Hong Kong Exchanges and Clearing is seeking views on whether to list firms with the controversial dual-class share structure, but any such change would be unlikely as long as the city's legal system does not allow class-action lawsuits.
Ten months after its refusal to budge from the rule forbidding such structures cost the bourse the mega listing of e-commerce giant Alibaba Group Holding, which will soon list in the United States instead, HKEx issued a "concept paper" on Friday.
In the paper, the exchange sought opinions from the public as to whether it should change the rule to accommodate the requests from firms that want to give one class of shareholders more rights than the other.
[The exchange] wishes to refrain from adopting a position on either side of the issue
HKEx called it a "concept paper" instead of the usual "consultation paper" because it wishes to refrain from adopting a position on either side of the issue. Instead, the paper only furnishes for public debate the facts on what other markets are doing. If the public says no, then HKEx will do nothing.

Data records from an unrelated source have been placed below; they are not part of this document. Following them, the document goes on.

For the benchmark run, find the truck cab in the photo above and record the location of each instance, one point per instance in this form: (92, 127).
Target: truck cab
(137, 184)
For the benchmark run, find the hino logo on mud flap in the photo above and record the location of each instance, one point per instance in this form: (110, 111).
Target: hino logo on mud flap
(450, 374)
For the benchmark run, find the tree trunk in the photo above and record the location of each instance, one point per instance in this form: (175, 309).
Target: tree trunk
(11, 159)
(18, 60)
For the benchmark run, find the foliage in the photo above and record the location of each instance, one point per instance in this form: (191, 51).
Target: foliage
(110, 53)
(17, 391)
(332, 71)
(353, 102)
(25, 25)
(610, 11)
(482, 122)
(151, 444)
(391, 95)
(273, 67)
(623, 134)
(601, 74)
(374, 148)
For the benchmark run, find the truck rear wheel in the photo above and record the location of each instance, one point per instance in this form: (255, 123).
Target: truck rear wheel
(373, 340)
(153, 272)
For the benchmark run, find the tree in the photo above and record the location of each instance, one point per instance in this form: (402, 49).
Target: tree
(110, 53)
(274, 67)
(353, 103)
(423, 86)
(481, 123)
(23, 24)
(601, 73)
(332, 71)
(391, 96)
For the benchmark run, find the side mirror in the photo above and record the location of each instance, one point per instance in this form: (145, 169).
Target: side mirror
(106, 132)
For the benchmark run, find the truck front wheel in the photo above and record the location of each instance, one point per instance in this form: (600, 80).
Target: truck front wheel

If the public says yes, then it will hold further consultation.
The exchange is adopting this non-committal approach because it knows well that this is a hot potato.
In October last year, the Securities and Futures Commission and some institutional investors expressed opposition to granting Alibaba an exemption from the listing rule so that its founder and key executives could nominate a majority of the board even though they hold only a minority stake. Such a structure, the commission said, would violate the "one-share, one-vote" principle.
In the event, HKEx said nay, and Alibaba may now raise up to US$20 billion in New York. The initial public offering could surpass Visa's US$19.65 billion flotation in 2008 as the biggest listing in US history.